There's a lot of different mediums which supports sharing and searching for media under different CC licenses, I've tagged a majority of my SoundCloud releases for example with great success.

If we're talking about a whole site dedicated for openly licensed music and audio, freesounds.org comes to mind.


The issue with the permissive licensing is when the works get legally used in works that aren’t licensed that way. This is a common cause of YouTube contentID legal “false positive” results.

Both you and the other person have the rights to that audio and platforms like YouTube have put no effort into giving us a solution to resolve this “edge case”.


Is there some international scale comparison? I'm fairly sure Creative Commons does not mean the same thing f.e. in Germany due to GEMA.

The whole thing is wack, can't imagine licensing some code under GPLv3 and turns out that does not apply in some country.


There's some Funkwhale [1] communities that might be close to what you're looking for

I haven't found what I'm looking for but I want to share my music like software, source code and all, easily modifiable and reusable

I miss what.cd originals, what were those called?

It was really inspiring to see people sharing their own music like that

Bandcamp has this feeling in spirit with their donation based option

SoundCloud had that spirit before Go

Splice is cool but seems specific and not very open

Not music but, LibrVox[2] has something special going

Won't all music coming out today eventually be in the public domain?

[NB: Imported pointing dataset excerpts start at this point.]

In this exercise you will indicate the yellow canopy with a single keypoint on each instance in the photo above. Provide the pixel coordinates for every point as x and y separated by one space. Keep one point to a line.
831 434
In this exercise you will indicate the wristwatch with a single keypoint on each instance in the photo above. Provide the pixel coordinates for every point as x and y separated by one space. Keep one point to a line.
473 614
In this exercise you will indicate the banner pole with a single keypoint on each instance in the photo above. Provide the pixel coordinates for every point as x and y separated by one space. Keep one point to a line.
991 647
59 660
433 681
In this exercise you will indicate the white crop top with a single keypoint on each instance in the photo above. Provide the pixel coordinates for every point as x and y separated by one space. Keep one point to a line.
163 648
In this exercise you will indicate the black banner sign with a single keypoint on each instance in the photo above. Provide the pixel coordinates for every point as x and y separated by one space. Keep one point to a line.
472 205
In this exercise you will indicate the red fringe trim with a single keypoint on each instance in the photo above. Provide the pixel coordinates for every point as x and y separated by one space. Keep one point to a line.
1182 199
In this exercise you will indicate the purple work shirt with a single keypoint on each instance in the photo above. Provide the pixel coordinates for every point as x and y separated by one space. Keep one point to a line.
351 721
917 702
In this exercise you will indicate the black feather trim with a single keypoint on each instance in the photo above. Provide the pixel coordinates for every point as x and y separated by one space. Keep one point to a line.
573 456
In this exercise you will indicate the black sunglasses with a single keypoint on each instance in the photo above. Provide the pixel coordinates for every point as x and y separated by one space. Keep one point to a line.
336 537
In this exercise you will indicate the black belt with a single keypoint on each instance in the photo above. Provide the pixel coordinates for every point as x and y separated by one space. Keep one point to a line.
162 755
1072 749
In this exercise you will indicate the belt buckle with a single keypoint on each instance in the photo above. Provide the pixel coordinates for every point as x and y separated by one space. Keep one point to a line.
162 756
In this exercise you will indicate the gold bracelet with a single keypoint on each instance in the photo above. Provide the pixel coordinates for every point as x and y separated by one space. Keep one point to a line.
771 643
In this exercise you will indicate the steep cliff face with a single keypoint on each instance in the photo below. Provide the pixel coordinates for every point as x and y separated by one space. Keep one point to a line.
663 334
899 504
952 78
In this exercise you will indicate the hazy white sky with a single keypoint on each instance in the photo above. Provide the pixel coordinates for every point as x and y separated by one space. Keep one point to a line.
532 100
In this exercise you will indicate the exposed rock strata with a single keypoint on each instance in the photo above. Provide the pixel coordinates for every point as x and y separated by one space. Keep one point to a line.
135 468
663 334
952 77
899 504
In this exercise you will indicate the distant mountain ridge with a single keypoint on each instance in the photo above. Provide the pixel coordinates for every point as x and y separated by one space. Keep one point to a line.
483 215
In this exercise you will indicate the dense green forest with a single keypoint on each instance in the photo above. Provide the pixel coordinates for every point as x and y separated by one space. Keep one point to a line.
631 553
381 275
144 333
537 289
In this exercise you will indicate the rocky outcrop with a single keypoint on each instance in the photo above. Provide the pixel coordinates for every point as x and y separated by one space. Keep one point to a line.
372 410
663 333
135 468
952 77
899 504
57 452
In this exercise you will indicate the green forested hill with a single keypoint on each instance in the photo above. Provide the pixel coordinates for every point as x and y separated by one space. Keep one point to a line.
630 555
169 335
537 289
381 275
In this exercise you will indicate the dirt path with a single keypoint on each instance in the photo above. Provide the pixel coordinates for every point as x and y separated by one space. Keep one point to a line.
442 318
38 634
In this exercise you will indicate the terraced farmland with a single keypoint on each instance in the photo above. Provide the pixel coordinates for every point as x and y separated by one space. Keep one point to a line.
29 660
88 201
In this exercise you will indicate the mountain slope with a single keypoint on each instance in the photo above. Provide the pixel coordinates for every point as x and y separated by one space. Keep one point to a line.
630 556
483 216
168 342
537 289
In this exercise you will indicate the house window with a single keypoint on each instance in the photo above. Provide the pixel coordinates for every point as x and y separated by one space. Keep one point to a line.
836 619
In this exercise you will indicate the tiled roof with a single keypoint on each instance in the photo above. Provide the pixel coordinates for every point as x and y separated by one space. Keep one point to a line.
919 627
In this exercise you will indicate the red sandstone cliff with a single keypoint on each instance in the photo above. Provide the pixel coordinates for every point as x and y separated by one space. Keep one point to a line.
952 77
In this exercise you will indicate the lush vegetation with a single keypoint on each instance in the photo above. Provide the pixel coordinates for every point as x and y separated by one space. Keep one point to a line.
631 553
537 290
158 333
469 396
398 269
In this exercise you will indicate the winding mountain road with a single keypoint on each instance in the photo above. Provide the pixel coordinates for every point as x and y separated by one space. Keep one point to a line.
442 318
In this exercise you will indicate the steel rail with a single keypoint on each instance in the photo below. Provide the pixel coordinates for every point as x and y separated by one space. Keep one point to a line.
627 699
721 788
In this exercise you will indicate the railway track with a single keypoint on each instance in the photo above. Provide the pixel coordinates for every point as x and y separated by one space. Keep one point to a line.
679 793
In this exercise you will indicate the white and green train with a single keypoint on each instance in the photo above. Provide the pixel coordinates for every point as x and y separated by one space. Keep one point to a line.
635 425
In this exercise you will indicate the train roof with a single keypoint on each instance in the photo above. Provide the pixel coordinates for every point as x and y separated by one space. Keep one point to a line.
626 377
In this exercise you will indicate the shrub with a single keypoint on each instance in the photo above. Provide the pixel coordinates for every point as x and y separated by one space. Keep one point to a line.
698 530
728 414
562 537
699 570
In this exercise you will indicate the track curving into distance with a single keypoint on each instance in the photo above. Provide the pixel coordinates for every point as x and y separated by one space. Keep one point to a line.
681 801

[1] https://fediverse.party/en/funkwhale [2] https://librivox.org/


Splice is literally a sample shop, instead of buying from a certain company's web shop and paying for a whole sample pack at once, you can cherry pick sounds and just pay for what you need and mix and match several packs and company offerings at once.

They're under rather strict licensing terms though, no reselling as samples even if they're heavily modified for example.


Glad to see a few people have brought up Jamendo already, but I'm really surprised that no one has mentioned ccMixter [0]. This is one of the really early sites to try and address this exact need. They have an enormous back catalog of open-licensed music designed specifically for mixing and reuse, and a still quite active community of dedicated users (though the site design needs a bit of a refresh).

[0] http://ccmixter.org/


Check out https://freemusicarchive.org directed by the awesome WFMU radio station.


WFMU sold the FMA to Kitsplit in 2018, who in turn sold it to Tribe of Noise in 2019.


Look up Creative Commons licences. Some allow for commercial use. Jamendo is (was?) a fairly popular website for that.


I'm currently looking into this for streaming (twitch in particular) specifically. A musician can license their music within the Creative Commons. This means that people can do almost whatever they want, use it wherever, remix it, etc... As long as the author gets attribution. Similarly, specifically for streaming, you would need a _synchronization license_, the license required to synchronize music to image (ie, streams). It is possible to issue a global blanket sync license, meaning that basically everyone can use it, usually with the same requirement that you the streamer give attribution


I remember working for a startup and finding open source music to use in our promotional videos. So I suppose it’s a thing.


Nine Inch Nails released the album "Ghosts I - IV" under the Creative Commons license (BY-NC-SA) and the banjo riff in the song "Old Town Road" by Lil Nas X was sampled from a song on this album.